Operating data: The expansion of stores is in line with expectations, and member penetration continues to advance. Stores: 6093 stores = 6081 franchise+12 are self-operated. The cumulative number of stores is +443 at the end of '22.

Members: The total number of members is about 83.91 million, including about 1.17 million paid members, an increase of about 13%/21% respectively from the end of '22.

Own brands: 37, 6 new since the end of '22.

Total retail sales (store+online): $14.17 billion, -3% YoY? Profitability: The gross profit level is basically the same, and the overall fee control effect is stable. The annual gross profit margin is 11.5%, -0.1pp; the net profit margin is 3.0%, +0.3pp; the sales/management/R&D expenses ratio is 4.2% (-0.2pp)/2.8% (-0.1pp)/1.3% (-0.3pp), respectively. Along with the enhancement of the company's brand power and the advancement of intelligent supply chain construction, the effect of operating scale was gradually unleashed.

Outlook: Set up three business divisions to seize fresh fruit development opportunities

Retail: Create an OMO model to help same-store recovery. As a community-based fruit store, the company will continue to strengthen its diversified reach to customers and increase the frequency of consumption. The number of WeChat fans in the store exceeded 16.2 million in '23, +26%. The Douyin channel grew significantly. The number of customers who placed orders throughout the year was +190%, and the annual retail sales volume topped the Douyin channel fruit category list.

TO B: Holding the Banguo platform and expanding the direct sales business. The company completed a further acquisition of the fresh fruit procurement platform Bangguo during the year, with a total GMV3 of 23 billion yuan. The future will seize the sinking market based on this. Furthermore, the direct sales business performed well throughout the year, with overseas/domestic direct sales revenue +62%/37% respectively.

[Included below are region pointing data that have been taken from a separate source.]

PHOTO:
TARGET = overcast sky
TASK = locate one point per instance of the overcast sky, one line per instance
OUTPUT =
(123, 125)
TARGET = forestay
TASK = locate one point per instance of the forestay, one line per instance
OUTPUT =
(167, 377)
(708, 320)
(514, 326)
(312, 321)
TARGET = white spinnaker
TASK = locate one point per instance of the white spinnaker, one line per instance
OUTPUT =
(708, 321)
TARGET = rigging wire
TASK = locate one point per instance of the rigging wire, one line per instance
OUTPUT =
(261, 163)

Category: Develop your own brand and shape consumer mentality. In '23, retail sales of signboard+grade A fruit/private brand accounted for 67%/14% of the total retail sales of the store. In '24, the company will continue to strengthen the promotion of signature fruit and increase the fruit gift box market.

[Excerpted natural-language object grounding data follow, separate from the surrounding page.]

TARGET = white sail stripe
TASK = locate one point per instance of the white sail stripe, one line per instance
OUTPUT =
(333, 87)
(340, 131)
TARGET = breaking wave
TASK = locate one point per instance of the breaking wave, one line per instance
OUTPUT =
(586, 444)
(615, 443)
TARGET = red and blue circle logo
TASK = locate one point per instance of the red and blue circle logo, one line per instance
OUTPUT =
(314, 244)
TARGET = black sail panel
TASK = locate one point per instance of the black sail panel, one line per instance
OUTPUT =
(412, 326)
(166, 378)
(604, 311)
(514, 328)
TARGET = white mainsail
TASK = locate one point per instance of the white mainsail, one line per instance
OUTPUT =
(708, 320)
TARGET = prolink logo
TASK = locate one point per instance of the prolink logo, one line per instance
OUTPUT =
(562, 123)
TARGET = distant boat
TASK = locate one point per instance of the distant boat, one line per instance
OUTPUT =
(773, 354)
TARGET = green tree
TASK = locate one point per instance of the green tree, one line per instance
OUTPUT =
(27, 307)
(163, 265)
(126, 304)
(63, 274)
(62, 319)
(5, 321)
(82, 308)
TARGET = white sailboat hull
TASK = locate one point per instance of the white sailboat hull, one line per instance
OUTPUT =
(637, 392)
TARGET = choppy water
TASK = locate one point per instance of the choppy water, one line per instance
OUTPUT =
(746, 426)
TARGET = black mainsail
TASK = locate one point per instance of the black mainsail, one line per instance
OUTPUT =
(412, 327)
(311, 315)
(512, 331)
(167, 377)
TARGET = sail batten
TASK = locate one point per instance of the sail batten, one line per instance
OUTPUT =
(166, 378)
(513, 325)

Profit forecasting and valuation

Baiguoyuan Group has the largest fruit retail network in the country. The upstream enters the growing side to increase bargaining power, and the downstream high-end and branding process is progressing steadily. Considering that the company will be advancing the brand renewal plan in 24, it is also expected that the focus on same-store restoration and store expansion will slow down temporarily throughout the year. We moderately lowered our 24-year profit forecast and continue to be optimistic about the company's flexible performance after the adjustment period. We expect the company's net profit to be $3.1/38/4.7 billion in 2024-2026, or -15%/+24%/+23% YoY. Under the current market value, the corresponding PE is 16/13/10 times, maintaining a “buy” rating.

Risk warning

Consumption recovery fell short of expectations; industry competition intensified; same-store performance recovery fell short of expectations; food safety and related public opinion risks, etc.

The translation is provided by third-party software.